Haris Seferovic, 2017: Bittere Tränen nach Pfiffen
November 2017 im Basler St. Jakob-Park. Beim Rückspiel der WM-Playoffs gegen Nordirland (1:0), in dem sich die Schweiz für die WM 2018 in Russland qualifiziert, wird Nati-Stürmer Haris Seferovic (27) bei seiner Auswechslung von einem Teil der Fans ausgepfiffen. «Sefe» mimt mit Daumen und Zeigefinger das Pfeif-Zeichen, deutet mit der anderen Hand an: Macht nur weiter so! Er muss die Tränen unterdrücken. In der Garderobe fliessen sie dann doch.
Wenige Minuten später reagiert seine feurige Lebensgefährtin Amina (seine heutige Gemahlin und Mutter von Töchterchen Inaya) in den sozialen Medien. Sie schreibt: «Mein Kämpferherz. Verdient qualifiziert. Und dann erst mal allen Undankbaren und Ahnungslosen das dreckige Maul stopfen.»
Über vier Monate lang schweigt der Ausgepfiffene. Erst im März 2018 redet Seferovic über den dunklen Abend. «Was gewesen ist, ist gewesen. Die Pfiffe sind vergessen.» Wirklich? Wollte Seferovic in der Tat nicht den Bettel hinschmeissen? «Nein, ein Rücktritt war nie ein Thema», behauptet der Blondschopf.
Seither macht der «Mann aus Sursee» wieder, was er am besten kann: Er schiesst Tore am Laufmeter. Zuletzt ist Seferovic beim vorentscheidenden EM-Qualifikationsspiel in Genf beim 2:0 gegen Irland mit seinem Tor der Dosenöffner zum Sieg.
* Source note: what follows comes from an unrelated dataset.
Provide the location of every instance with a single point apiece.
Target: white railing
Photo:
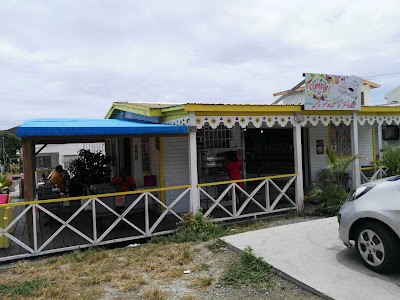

Und in der ersten Hälfte des Jahres glänzt Seferovic bei Benfica Lissabon mit 19 Toren in 17 Meisterschaftsspielen. Benfica wird Meister. Haris dazu mit 23 Treffern Torschützenkönig. Und sein Vertrag wird gleich bis 2024 verlängert!
Ricardo Rodriguez, 2019: Seit den Pfiffen nur Ersatz
Ausgepfiffen von den eigenen Fans. Auch Xhakas bester Nati-Kumpel Ricardo Rodriguez musste vor kurzem diese unerfreuliche Erfahrung machen. Am 11. September wird der Milan-Verteidiger im Mailänder-Derby in der 72. Minute beim Stand von 0:1 ausgewechselt – und dabei von den eigenen Tifosi ausgepfiffen.
Seither hat immer Neuzugang Theo Hernandez hinten links gespielt. Erst war Rodriguez Ersatz, zuletzt litt er an Adduktorenproblemen. Die Pfiffe habe Rodriguez nicht persönlich genommen, sagt dessen Berater Gianluca Di Domenico, «in Italien nennt man ein solches Pfeifkonzert ‹contestazione›, damit demonstrieren die Fans ihren Unmut.»
Rodriguez ist erstmals, seit er den FC Zürich im Januar 2012 verlassen hat, zurzeit nicht erste Wahl. Di Domenico: «Damit kann er umgehen. Er hat die nötige Coolness und Erfahrung. Er bleibt fokussiert und lässt sich nicht aus der Ruhe bringen.»
Rodriguez und sein Umfeld sind überzeugt, dass er bald wieder spielen wird. Wenn nicht, werde man mit Milan im Januar zusammensitzen und eine Lösung suchen. Di Domenico: «Ein Spieler wie Rici muss spielen, er gehört
zu den besten Linksverteidigern Europas.»
Die Schweiz muss sich ganz sicher keine Sorgen machen. Rodriguez ist in der Nati eine Bank. Und Trainer Vladimir Petkovic wird nie auf die Idee kommen, Rodriguez draussen zu lassen, nur weil dieser bei Milan gerade hartes Brot essen muss. Bereits 67 Nati-Spiele hat der Linksverteidiger absolviert – und es dürften noch ganz viele hinzukommen. Daran werden ein paar Pfiffe von Milan-Tifosi nichts ändern.